“My request was more symbolic than practical. I knew that even then.”
By Steven Schwartzberg | The first time I donated blood was August, 1973. I was 14 years old and weighed 100 pounds. I met neither the age nor weight requirement for blood donation. They took it anyway.
The blood clinic was at Long Island Jewish Hospital. My older brother, my only sibling, was a patient in the pediatric unit. The blood was for him.
Mark had been diagnosed with acute lymphoblastic leukemia eight months earlier. With today’s treatments, as many as 90 percent of children survive it . But in the early 1970s, the grim medical consensus was incurable.
That didn’t stop my parents from trying, of course. Doing nothing was unthinkable. This meant that for most of his illness, Mark suffered not only the cancer itself, but the physical and emotional torments of no-holds-barred chemotherapy—a much blunter tool 40 years ago than it is now. After a few months he entered remission, with its tantalizing suggestion of a miracle. But the hiatus lasted less than two months. After that, the descent was quick.
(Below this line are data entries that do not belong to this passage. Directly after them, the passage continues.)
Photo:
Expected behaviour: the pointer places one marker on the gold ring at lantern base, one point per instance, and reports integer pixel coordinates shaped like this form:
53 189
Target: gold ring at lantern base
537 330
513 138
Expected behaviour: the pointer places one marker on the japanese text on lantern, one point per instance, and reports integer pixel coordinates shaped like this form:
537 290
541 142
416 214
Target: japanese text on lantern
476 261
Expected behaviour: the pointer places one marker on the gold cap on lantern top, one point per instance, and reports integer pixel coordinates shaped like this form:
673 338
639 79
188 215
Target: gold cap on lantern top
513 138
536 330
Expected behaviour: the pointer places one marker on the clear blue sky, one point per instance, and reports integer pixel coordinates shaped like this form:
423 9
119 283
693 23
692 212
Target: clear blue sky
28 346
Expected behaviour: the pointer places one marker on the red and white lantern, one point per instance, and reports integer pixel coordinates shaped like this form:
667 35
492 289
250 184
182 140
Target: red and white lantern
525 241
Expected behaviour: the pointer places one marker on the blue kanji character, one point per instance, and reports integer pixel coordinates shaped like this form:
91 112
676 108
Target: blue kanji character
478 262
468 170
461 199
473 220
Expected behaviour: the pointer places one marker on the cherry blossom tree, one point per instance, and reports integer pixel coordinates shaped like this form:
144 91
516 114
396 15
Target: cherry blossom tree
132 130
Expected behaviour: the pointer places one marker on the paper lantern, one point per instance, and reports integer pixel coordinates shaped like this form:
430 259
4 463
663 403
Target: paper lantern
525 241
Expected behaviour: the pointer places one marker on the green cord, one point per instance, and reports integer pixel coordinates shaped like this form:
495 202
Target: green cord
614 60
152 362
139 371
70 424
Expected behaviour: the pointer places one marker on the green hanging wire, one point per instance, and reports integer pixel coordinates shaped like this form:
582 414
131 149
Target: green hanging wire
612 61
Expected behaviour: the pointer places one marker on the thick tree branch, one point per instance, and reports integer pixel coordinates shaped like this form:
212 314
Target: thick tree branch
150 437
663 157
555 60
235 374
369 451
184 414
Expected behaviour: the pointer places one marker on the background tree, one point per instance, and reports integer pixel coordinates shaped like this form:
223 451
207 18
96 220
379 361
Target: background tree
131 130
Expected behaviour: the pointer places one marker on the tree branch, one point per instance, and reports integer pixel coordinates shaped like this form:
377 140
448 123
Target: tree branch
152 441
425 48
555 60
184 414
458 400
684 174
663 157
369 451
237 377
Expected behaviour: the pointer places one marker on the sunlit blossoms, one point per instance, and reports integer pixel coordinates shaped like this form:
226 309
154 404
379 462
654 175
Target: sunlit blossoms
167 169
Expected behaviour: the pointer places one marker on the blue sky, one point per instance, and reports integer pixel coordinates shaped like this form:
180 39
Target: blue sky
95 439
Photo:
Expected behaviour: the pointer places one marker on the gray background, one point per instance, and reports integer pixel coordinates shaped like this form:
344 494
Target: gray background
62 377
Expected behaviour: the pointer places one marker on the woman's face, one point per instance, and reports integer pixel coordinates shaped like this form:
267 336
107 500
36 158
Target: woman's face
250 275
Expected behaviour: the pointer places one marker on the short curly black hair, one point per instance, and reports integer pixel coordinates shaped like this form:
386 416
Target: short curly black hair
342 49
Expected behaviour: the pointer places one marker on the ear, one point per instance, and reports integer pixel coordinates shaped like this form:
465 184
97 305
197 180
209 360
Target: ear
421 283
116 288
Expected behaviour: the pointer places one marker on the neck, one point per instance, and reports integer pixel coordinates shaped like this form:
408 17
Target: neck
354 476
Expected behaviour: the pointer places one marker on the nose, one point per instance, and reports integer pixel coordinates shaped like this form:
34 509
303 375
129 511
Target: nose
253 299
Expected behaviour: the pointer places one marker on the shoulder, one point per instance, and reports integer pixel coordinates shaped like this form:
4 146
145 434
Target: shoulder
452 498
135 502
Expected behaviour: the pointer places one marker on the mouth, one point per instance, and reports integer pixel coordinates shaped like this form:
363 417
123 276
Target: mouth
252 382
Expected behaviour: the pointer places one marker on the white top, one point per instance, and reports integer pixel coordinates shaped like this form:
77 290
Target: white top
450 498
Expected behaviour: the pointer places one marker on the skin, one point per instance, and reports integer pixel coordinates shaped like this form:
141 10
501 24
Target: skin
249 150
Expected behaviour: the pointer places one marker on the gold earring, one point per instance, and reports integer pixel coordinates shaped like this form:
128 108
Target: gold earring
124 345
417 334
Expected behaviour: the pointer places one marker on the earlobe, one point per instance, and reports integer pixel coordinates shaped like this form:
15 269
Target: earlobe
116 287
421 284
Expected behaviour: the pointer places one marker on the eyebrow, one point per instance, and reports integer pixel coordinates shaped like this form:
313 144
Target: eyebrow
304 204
Back again at Long Island Jewish, Mark received blood transfusions daily. I would watch the blood drip down a clear tube and enter the catheter, the needle piercing his bruised, emaciated arm. I watched him lose weight and hair. I watched the tender beard gracing his boyish face thicken, perversely, as if it hadn’t heard the news. I watched his skin turn yellow from jaundice.
My request was more symbolic than practical. I knew that even then. Still, I asked if I could give blood to him. With a surprising minimum of hassle, the request was granted. The lab even labeled the transfusion bag with my name in bold letters, so I would know when he received it.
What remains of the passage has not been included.